Again, in reliance on Lai Quin and its subsequent application by the NSW Court of Appeal in respect of an application governed by the Uniform Civil Procedure Rules 2005 (NSW) in Prodromos Anastasi Foukkare v Angreb Pty Limited & Ors [2006] NSWCA 335 at [68], the builder says that the usual order should follow, that is, that he should have his costs.
[6]
Determination
As we have set out above, the authorities provided by the parties are not binding on us, as they were all made in the context of decisions where the issue of costs was at large, subject only to the need for the court to act judicially, in furtherance of the objects of the relevant legislation being applied.
Here, we must be satisfied that there are special circumstances warranting an order for costs in favour of either party, to justify departure from the ordinary rule that they each pay their own costs of the appeal.
Both parties prosecuted the appeal appropriately and diligently, complying with directions in the appeal. Whilst it may be difficult for an appellant to gain relief in respect of a procedural order which does not alter or finally determine the rights of the parties (Champion Homes Pty Ltd v Guirgis [2018] NSWCATAP 54), the Final Decision vindicates the homeowners' concerns and they were content to allow the appeal to be prepared and determined after the Final Decision was made, in the usual course: Gerlach v Clifton Bricks Pty Ltd (2002) 209 CLR 478 at [49].
It was not surprising or unusual that the builder sought to resist the appeal, despite the homeowners' ultimate success. He was successful in arguing for a disposition of the appeal before the Final decision was made, if necessary.
In our view, until the Final Decision was made each party acted reasonably and there was nothing unusual in the conduct of the appeal.
The one feature of the conduct of the appeal which does stand out as unusual, is the homeowners' delay of approximately two weeks between receiving the Final Decision and deciding, at the hearing of the appeal, to withdraw.
Given that the Final Decision clearly and unequivocally rendered the appeal otiose on 24 February 2021, we are satisfied that is a circumstance unusual enough to be described as special, and to warrant an order as to costs. To use the terms of s 60 of the NCAT Act, the appellant was responsible for prolonging unreasonably the time taken to complete the proceedings.
Of course, the appellant was entitled to a reasonable period to consider the Final Decision and take advice. Given the impending hearing of the appeal, though, and the consequent costs incurred by the parties if the matter was not promptly resolved, we would accept no more than one week as reasonable for that to occur.

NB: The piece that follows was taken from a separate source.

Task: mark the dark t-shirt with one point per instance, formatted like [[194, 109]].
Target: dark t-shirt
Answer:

On that basis, we will order that:
1. The appellant is to pay the respondent's costs of the appeal on the ordinary basis for the period 3 March 2021 to 9 March 2021 as agreed or, if not agreed, then assessed on the basis set out in the legal costs legislation as defined in Legal Profession Uniform Law Application Act 2014 (NSW) s 3A.
[7]
I hereby certify that this is a true and accurate record of the reasons for decision of the Civil and Administrative Tribunal of New South Wales.
Registrar
DISCLAIMER - Every effort has been made to comply with suppression orders or statutory provisions prohibiting publication that may apply to this judgment or decision. The onus remains on any person using material in the judgment or decision to ensure that the intended use of that material does not breach any such order or provision. Further enquiries may be directed to the Registry of the Court or Tribunal in which it was generated.